Wonder Words

Case study:

Behaviour change
Labs

Range of experimental interventions to find out what works

Reduce the word gap experienced by poorer children when they start school.

  • Change the way adults interact with children through talking, singing and playing
  • Increase the quantity of words spoken
  • Increase adults' responsiveness to baby - use eye contact when changing, play peekaboo, make noises back at the baby
  • Increase families' usage of 'contingent talk' when interacting with their children
  • Understand 'expansive talk' - repeat back what the child says and expand on their use of words

Design

  • Audience research
  • Evidence review
  • Draft interventions
  • Expert consultation

Ethnographic insight, desk research, academic literature review and consultation with expert advisory group to design a range of four interventions.

Alpha

  • Rapid Prototype Development
  • Testing in the field

Families across UK test the products in their homes for a short period of time and provide feedback.

Beta

  • More sophisticated prototypes
  • Observed testing in the field
  • Scaled up testing

Listening to parents and improving prototypes.

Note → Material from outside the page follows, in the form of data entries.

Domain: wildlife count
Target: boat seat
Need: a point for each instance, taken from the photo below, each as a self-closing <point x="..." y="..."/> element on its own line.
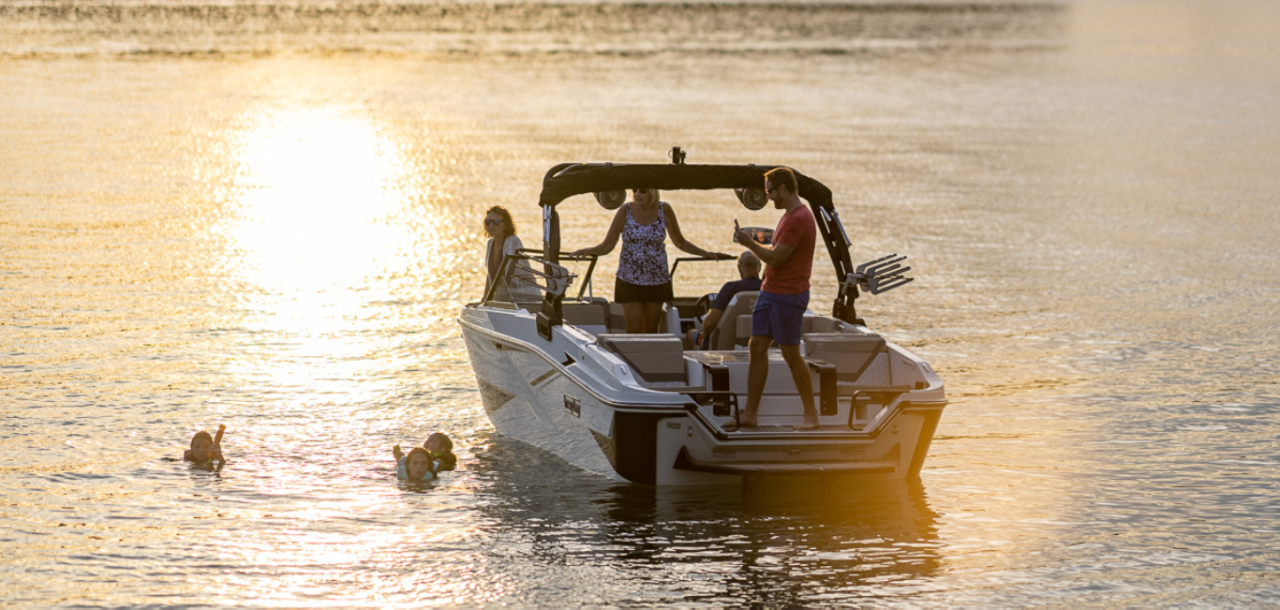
<point x="656" y="358"/>
<point x="592" y="317"/>
<point x="728" y="333"/>
<point x="849" y="352"/>
<point x="670" y="320"/>
<point x="819" y="324"/>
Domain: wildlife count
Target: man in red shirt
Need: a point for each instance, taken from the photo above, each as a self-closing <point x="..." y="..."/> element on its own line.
<point x="778" y="313"/>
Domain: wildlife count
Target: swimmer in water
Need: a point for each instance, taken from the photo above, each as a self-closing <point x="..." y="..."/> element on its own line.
<point x="442" y="448"/>
<point x="206" y="449"/>
<point x="417" y="466"/>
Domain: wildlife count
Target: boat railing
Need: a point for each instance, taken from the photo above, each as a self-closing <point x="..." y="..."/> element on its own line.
<point x="528" y="276"/>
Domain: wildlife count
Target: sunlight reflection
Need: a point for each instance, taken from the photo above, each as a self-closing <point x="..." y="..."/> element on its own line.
<point x="315" y="225"/>
<point x="318" y="200"/>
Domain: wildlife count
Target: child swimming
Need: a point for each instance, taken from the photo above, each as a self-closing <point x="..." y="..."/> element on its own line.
<point x="417" y="466"/>
<point x="442" y="446"/>
<point x="205" y="448"/>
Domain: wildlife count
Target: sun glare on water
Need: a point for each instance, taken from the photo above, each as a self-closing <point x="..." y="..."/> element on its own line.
<point x="318" y="200"/>
<point x="315" y="221"/>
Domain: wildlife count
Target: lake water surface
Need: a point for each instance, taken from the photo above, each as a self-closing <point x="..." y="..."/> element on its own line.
<point x="268" y="215"/>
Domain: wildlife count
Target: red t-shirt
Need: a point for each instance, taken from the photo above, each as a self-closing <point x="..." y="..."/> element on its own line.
<point x="799" y="230"/>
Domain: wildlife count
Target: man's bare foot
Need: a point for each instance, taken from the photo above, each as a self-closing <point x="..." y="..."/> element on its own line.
<point x="809" y="422"/>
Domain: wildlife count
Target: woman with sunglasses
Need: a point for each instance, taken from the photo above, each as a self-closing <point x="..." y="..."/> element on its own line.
<point x="503" y="243"/>
<point x="643" y="280"/>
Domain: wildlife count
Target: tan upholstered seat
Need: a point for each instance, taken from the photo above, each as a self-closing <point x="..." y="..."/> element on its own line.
<point x="725" y="336"/>
<point x="659" y="357"/>
<point x="849" y="352"/>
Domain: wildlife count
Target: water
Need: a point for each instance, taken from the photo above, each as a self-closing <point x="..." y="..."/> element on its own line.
<point x="266" y="215"/>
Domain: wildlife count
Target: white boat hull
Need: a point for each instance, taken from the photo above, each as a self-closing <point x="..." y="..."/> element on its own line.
<point x="572" y="398"/>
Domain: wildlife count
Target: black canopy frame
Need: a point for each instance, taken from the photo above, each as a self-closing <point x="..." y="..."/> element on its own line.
<point x="566" y="180"/>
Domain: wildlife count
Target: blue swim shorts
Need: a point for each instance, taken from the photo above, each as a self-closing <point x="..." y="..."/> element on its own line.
<point x="780" y="316"/>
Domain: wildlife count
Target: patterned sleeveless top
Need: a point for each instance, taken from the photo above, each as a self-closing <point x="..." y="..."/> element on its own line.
<point x="644" y="252"/>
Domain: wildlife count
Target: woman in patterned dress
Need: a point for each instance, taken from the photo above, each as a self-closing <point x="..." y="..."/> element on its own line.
<point x="644" y="281"/>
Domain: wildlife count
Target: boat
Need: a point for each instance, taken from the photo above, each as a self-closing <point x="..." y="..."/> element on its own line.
<point x="556" y="370"/>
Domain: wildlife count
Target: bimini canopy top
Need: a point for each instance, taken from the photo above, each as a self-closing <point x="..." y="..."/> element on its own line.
<point x="566" y="180"/>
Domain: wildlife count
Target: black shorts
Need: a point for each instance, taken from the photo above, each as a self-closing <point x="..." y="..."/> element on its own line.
<point x="625" y="292"/>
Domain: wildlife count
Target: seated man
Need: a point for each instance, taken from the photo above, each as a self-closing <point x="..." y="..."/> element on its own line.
<point x="749" y="271"/>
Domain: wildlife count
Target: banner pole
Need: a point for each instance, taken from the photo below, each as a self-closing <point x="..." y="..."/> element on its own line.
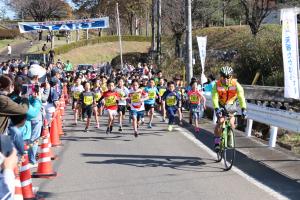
<point x="120" y="37"/>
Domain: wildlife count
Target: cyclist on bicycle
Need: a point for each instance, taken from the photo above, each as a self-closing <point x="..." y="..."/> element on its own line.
<point x="224" y="95"/>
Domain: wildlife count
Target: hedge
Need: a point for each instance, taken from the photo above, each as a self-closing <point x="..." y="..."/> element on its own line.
<point x="68" y="47"/>
<point x="9" y="33"/>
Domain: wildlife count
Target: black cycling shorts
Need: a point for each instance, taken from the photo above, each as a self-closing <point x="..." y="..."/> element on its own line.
<point x="122" y="109"/>
<point x="149" y="106"/>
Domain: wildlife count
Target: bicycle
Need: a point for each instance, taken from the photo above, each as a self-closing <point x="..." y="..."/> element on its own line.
<point x="227" y="145"/>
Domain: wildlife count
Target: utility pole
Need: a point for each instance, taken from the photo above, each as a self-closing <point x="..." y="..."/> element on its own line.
<point x="119" y="34"/>
<point x="153" y="26"/>
<point x="158" y="31"/>
<point x="189" y="47"/>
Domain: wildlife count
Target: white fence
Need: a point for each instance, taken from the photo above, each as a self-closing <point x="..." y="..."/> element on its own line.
<point x="274" y="117"/>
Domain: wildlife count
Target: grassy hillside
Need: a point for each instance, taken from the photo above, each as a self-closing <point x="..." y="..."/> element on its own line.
<point x="249" y="54"/>
<point x="102" y="52"/>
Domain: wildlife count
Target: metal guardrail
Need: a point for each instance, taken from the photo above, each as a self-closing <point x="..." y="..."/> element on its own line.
<point x="276" y="118"/>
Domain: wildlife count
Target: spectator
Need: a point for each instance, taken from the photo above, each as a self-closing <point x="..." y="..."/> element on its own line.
<point x="68" y="66"/>
<point x="8" y="107"/>
<point x="51" y="55"/>
<point x="44" y="48"/>
<point x="8" y="162"/>
<point x="9" y="50"/>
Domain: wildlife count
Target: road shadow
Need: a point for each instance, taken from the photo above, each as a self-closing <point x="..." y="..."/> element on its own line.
<point x="256" y="169"/>
<point x="145" y="161"/>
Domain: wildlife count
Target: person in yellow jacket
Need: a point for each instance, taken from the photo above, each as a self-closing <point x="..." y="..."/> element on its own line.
<point x="225" y="93"/>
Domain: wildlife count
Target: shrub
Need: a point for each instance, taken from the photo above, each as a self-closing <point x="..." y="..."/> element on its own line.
<point x="9" y="33"/>
<point x="68" y="47"/>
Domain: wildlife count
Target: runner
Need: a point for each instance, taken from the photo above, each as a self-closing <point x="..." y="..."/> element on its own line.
<point x="76" y="90"/>
<point x="123" y="92"/>
<point x="87" y="101"/>
<point x="136" y="99"/>
<point x="172" y="101"/>
<point x="150" y="103"/>
<point x="110" y="98"/>
<point x="161" y="90"/>
<point x="98" y="93"/>
<point x="195" y="97"/>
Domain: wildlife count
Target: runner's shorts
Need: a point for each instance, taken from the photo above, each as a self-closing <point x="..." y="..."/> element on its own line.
<point x="137" y="114"/>
<point x="149" y="106"/>
<point x="111" y="112"/>
<point x="87" y="110"/>
<point x="122" y="108"/>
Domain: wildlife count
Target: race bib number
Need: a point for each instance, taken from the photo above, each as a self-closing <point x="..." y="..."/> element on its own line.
<point x="76" y="95"/>
<point x="110" y="101"/>
<point x="136" y="98"/>
<point x="104" y="88"/>
<point x="194" y="98"/>
<point x="88" y="100"/>
<point x="171" y="101"/>
<point x="97" y="96"/>
<point x="152" y="95"/>
<point x="161" y="92"/>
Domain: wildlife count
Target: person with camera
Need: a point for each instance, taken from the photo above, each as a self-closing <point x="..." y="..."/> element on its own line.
<point x="8" y="162"/>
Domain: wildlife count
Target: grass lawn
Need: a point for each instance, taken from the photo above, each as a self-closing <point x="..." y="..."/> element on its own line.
<point x="102" y="52"/>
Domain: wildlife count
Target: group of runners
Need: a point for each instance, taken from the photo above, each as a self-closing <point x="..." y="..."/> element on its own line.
<point x="138" y="92"/>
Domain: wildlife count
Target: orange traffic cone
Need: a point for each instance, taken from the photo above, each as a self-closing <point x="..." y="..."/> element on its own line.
<point x="54" y="134"/>
<point x="18" y="188"/>
<point x="25" y="177"/>
<point x="46" y="134"/>
<point x="45" y="167"/>
<point x="59" y="123"/>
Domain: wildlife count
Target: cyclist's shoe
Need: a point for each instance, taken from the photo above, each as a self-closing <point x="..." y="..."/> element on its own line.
<point x="217" y="148"/>
<point x="170" y="128"/>
<point x="217" y="144"/>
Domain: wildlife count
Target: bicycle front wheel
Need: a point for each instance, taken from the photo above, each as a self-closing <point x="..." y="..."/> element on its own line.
<point x="229" y="150"/>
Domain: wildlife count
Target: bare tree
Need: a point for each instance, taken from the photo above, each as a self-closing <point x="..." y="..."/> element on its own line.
<point x="256" y="11"/>
<point x="41" y="10"/>
<point x="173" y="16"/>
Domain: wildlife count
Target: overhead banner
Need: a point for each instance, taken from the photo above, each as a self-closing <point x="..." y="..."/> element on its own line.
<point x="202" y="41"/>
<point x="290" y="53"/>
<point x="69" y="25"/>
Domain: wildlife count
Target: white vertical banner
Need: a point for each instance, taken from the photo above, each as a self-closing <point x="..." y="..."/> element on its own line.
<point x="290" y="53"/>
<point x="202" y="42"/>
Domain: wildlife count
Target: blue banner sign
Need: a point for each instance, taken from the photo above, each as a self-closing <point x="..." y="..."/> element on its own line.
<point x="64" y="25"/>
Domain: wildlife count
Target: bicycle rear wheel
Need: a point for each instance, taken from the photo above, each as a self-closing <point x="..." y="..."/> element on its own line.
<point x="229" y="151"/>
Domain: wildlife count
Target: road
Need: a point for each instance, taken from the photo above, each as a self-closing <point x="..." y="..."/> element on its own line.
<point x="156" y="165"/>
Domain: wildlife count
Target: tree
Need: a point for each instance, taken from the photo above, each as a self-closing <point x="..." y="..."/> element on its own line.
<point x="41" y="10"/>
<point x="173" y="16"/>
<point x="256" y="11"/>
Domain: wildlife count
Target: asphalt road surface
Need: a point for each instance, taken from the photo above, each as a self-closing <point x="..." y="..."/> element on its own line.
<point x="156" y="165"/>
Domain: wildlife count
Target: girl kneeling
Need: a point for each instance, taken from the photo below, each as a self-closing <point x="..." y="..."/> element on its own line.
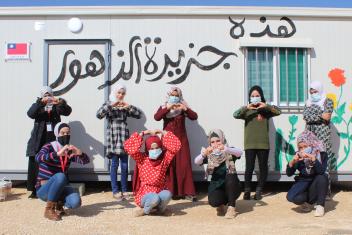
<point x="54" y="160"/>
<point x="151" y="192"/>
<point x="224" y="187"/>
<point x="312" y="183"/>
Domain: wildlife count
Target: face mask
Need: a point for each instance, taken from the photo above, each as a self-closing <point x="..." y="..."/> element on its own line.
<point x="308" y="150"/>
<point x="217" y="152"/>
<point x="315" y="97"/>
<point x="154" y="153"/>
<point x="256" y="100"/>
<point x="64" y="140"/>
<point x="174" y="99"/>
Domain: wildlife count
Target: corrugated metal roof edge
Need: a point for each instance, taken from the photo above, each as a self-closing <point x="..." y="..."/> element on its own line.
<point x="176" y="10"/>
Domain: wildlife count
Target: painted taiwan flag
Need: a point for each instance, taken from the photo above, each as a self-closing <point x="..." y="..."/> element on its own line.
<point x="17" y="49"/>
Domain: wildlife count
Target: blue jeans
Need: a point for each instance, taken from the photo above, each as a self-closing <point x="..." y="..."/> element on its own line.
<point x="57" y="189"/>
<point x="158" y="200"/>
<point x="124" y="172"/>
<point x="309" y="191"/>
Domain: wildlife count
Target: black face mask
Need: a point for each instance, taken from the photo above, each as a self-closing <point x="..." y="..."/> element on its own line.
<point x="64" y="140"/>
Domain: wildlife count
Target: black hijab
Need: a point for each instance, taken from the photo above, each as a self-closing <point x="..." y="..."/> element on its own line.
<point x="260" y="91"/>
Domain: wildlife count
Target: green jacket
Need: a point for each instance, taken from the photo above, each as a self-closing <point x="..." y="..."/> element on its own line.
<point x="256" y="132"/>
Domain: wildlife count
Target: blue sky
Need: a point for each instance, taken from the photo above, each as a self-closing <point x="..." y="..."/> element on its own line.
<point x="284" y="3"/>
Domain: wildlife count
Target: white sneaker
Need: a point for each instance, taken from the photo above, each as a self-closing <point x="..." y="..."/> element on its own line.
<point x="306" y="207"/>
<point x="231" y="212"/>
<point x="319" y="211"/>
<point x="118" y="196"/>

Larger quantities of products were tested amongst more families.

Life Moments

Timely awareness:
Will putting messages on pregnancy scan photo frames drive people to find out more about talking with their child?

Paraphernalia

Consumer products:
Will motivational messages on baby products such as bibs, changing mats and babygrows encourage parents to talk, sing and play more with their baby?

Chatbot

Harnessing technology:
Can a friendly chatbot – Wendy – get parents talking and interacting more with children as they carry out their household chores?

Design Challenge

Open innovation:
How does the home environment influence a child/parent interaction? Could the design sector be mobilised to pick up the challenge?

Year 1 results

  • Two out of four interventions showed positive signs of increasing the amount that parents talk, sing and play with their children.
  • Demonstrated the power of motivational messaging applied to baby paraphernalia was (a) behaviourally impactful, and (b) popular with parents and the items had the potential to be viable consumer products.
  • Proved chatbots are effective at engaging this audience, content deployed through chatbots can be behaviourally impactful, and worked out how to convert Facebook users into chatbot users.
  • Forged new relationships with strategic partners, for example the Behavioural Insights Team and major players in the design sector.
  • Helped Save the Children’s innovation team adopt a new, agile way of working.
  • Attracted third-party backing for further Wonder Words development with a six-figure donation from Johnson & Johnson and a multi-year partnership with a high street retailer.